Stability of total whole blood samples. Individuals samples were de-identified using sample numbers and the log10 value of the sample at Day 0, 7 and 14 were plotted for each sample number.
The viral load values obtained from the initial clinical testing were available for the plasma samples; clinical testing was not done on the whole blood samples. This allowed comparison of the initial plasma clinical viral load with the plasma Time 0 viral load values, providing an opportunity to further assess the impact of storage at 4°C on the stability of CMV DNA. The mean difference for the initial clinical result and the Time 0 results was 0.22 log10 copies/ml. For 17 of the 21 specimens, the difference in the initial clinical and Time 0 value was ≤ 0.40 log10 copies/ml. Three of the four remaining specimens were within 0.55 log10 copies/ml, with one specimen showing a large decrease in viral load from 3.00 to 1.34 log10 copies/ml, although a greater inter-assay variability would be expected at this low viral load value. Of note the extraction method used for the clinical testing and the study were different, which could account for some of the differences in the viral load values.
Conclusion
These data show that CMV DNA is stable in whole blood and plasma over a 14 day period when stored at 4°C. Importantly, this finding was consistent for samples over a wide range of CMV DNA concentrations (1.1 to 7.48 log10 copies/ml), including specimens with a low viral load. There are several limitations of the study, including the use of spiked specimens, some of which were diluted with equal volumes of plasma, which may have impacted DNA degradation. However, there was not a difference in the trend of viral load values for the spiked and non-spiked whole blood specimens. Also, Day 0 of testing did not occur on the day the sample was collected.

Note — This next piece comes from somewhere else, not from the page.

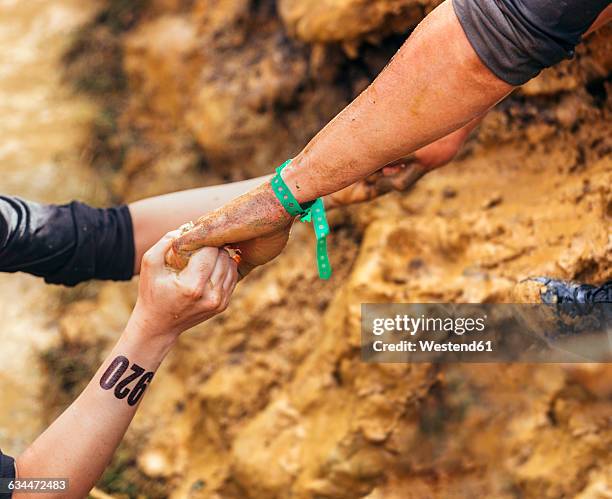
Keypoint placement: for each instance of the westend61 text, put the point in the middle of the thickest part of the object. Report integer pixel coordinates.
(432, 346)
(413, 325)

This was due to delays associated with clinical testing of plasma specimens and retrieval of corresponding whole blood specimens from the Core Laboratory. It is possible that there was a significant degradation of CMV DNA in the first few days after specimen collection, but it would be expected that the trend in degradation would have continued over the 14 days of testing and this was not observed. The comparison of the initial plasma clinical viral load to the plasma Time 0 viral load values, showed little decrease in CMV DNA levels (mean 0.22 log10 copies/ml) over this initial storage period (mean 3 days), further supporting that there is minimal degradation of CMV DNA when plasma specimens are stored at 4°C. The prolonged stability of CMV DNA observed in this study is important for 1) clinical laboratories that may perform batch testing a few times per week, 2) clinical laboratories that transport of specimens to reference laboratories for testing, and 3) blood banks in testing blood units stored for weeks before transfusion. However, laboratories should independently evaluate storage conditions for their individual needs.
Acknowledgments
Acknowledgements and COI
Funding: This work was supported in part by the Emory Center for AIDS Research (P30 AI050409).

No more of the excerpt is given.